Miércoles 29 de Junio de 2005, Ip nº 115

Martian life might threaten human mission
Por David L Chandler

Before the US sends humans to Mars, it should rule out the possibility of dangerous life forms on the planet, a NASA advisory panel has reported. And it says the only reliable way to do that is with a robotic sample-return mission - which could take more than a decade to implement.

In January 2004, US president George W Bush announced a plan to send astronauts back to the Moon as early as 2015 and eventually on to Mars. In response, NASA's Mars Exploration Program Analysis Group this month issued a report on research needed to certify the safety of such a Mars mission.

One of the panel's top priorities goes well beyond the scope of any mission in NASA's current plans. The panel concluded that no amount of robotic testing on Mars could rule out the possibility of living microbial life at future human landing sites.

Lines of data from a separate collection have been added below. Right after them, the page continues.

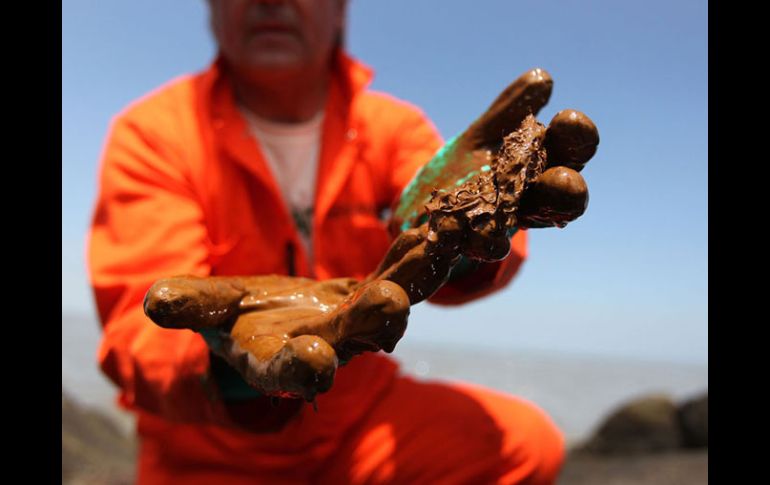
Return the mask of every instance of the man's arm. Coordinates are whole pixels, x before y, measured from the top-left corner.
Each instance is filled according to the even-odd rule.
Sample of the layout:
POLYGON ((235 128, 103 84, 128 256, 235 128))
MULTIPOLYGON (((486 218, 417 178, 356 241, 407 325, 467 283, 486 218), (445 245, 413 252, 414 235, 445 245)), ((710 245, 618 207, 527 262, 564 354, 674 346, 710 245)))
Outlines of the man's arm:
POLYGON ((208 348, 192 331, 160 328, 144 314, 160 277, 210 273, 200 205, 175 147, 126 117, 111 129, 89 234, 91 284, 103 325, 102 370, 120 402, 167 419, 211 421, 221 412, 207 378, 208 348))

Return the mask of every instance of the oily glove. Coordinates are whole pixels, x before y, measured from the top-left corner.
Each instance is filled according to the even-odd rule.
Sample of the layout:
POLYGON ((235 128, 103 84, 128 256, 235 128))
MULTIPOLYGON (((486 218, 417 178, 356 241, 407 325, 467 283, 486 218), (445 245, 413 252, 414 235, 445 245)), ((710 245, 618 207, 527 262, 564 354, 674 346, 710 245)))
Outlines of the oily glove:
POLYGON ((394 281, 415 304, 450 277, 505 258, 516 230, 564 227, 583 214, 588 187, 578 171, 599 133, 575 110, 538 123, 552 86, 542 69, 523 74, 418 171, 393 211, 396 240, 366 281, 394 281))
POLYGON ((463 260, 492 262, 518 228, 563 227, 586 208, 577 172, 598 132, 582 113, 537 113, 552 81, 532 70, 418 172, 394 211, 397 237, 365 280, 287 276, 179 276, 157 281, 145 313, 165 328, 204 335, 248 385, 312 401, 337 366, 365 351, 392 352, 410 305, 435 293, 463 260))

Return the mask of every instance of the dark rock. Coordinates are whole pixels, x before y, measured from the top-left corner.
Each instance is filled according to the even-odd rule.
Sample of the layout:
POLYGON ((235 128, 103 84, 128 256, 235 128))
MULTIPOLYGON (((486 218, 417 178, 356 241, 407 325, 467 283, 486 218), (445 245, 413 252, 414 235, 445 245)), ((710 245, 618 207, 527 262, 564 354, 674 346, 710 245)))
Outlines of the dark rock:
POLYGON ((676 404, 665 395, 634 400, 613 412, 585 446, 596 453, 673 450, 682 442, 676 404))
POLYGON ((685 401, 677 409, 682 441, 688 448, 708 448, 709 396, 708 392, 685 401))

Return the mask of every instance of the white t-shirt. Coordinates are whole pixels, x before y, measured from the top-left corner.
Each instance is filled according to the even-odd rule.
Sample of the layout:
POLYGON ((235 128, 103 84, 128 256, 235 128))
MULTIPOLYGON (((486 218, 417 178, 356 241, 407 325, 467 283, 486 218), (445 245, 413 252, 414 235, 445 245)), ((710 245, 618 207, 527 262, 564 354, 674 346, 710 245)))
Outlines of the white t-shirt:
POLYGON ((243 107, 241 112, 262 148, 286 207, 294 218, 308 261, 312 262, 313 205, 323 111, 302 123, 276 123, 243 107))

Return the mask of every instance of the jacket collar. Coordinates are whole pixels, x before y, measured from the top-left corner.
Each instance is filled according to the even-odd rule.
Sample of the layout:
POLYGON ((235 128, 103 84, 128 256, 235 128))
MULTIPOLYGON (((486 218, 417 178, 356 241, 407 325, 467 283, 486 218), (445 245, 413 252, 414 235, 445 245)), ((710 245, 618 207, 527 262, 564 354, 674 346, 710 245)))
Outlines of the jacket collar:
MULTIPOLYGON (((318 247, 318 227, 344 186, 355 161, 353 154, 339 155, 341 151, 355 146, 359 128, 351 116, 352 107, 356 97, 366 90, 373 77, 371 68, 344 51, 338 50, 335 54, 334 76, 325 106, 316 180, 314 247, 318 247)), ((211 136, 211 146, 217 153, 227 154, 228 158, 255 176, 280 201, 279 205, 285 210, 283 217, 291 220, 283 204, 280 188, 252 138, 246 120, 238 110, 223 59, 218 56, 199 80, 199 99, 204 111, 200 121, 205 136, 211 136)))

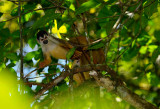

So astronauts could inadvertently bring the life back to Earth, with potentially dangerous consequences. "The possibility of transporting a replicating life form to Earth, where it is found to have a negative effect on some aspect of Earth's ecosystem" would present the greatest biological risk, the team wrote.

Secure facility
But that does not mean a human mission hinges on proving Mars is lifeless everywhere - just in the airborne dust, and in the soil around a future landing site, down to whatever depth the astronauts might reach. To check for life there, the panel recommends NASA dispatch a robotic mission to Mars that would return samples of its air and soil to Earth for analysis.

"If life is found in any sample, it must be assumed to be hazardous until proven otherwise," the team writes. An earlier NASA report found that handling such samples safely would require a new type of secure facility, which would take an estimated 10 years to design and build.

But the new report suggests such precautions are "what the science community believes is important", says John Rummel, NASA's planetary protection officer in Washington, DC, who is charged with preventing microbes from cross-contaminating planets. He says the effort would be worthwhile because the consequences of a mistake - however unlikely - could be so serious.

Dust and dynamics
The panel's other top priorities are:

• understanding the fine dust on the Martian surface, which might pose problems for machinery as well as for people;

• understanding the dynamics of the upper atmosphere, which could be crucial for a safe spacecraft entry and landing;

• learning about potential sources of water that could be used by human explorers. Water could be broken down into oxygen for breathing and hydrogen for fuel.

These three investigations are well within the scope of existing plans for Mars exploration. In fact, the present Mars rovers Spirit and Opportunity have already gathered useful data on the dust - and may get more of it as Opportunity studies the unusual dune it had been stuck in for six weeks. And the upcoming rover Mars Science Laboratory and Phoenix lander - which will be stationary - will learn even more.


  20/06/2005. New Scientist Magazine.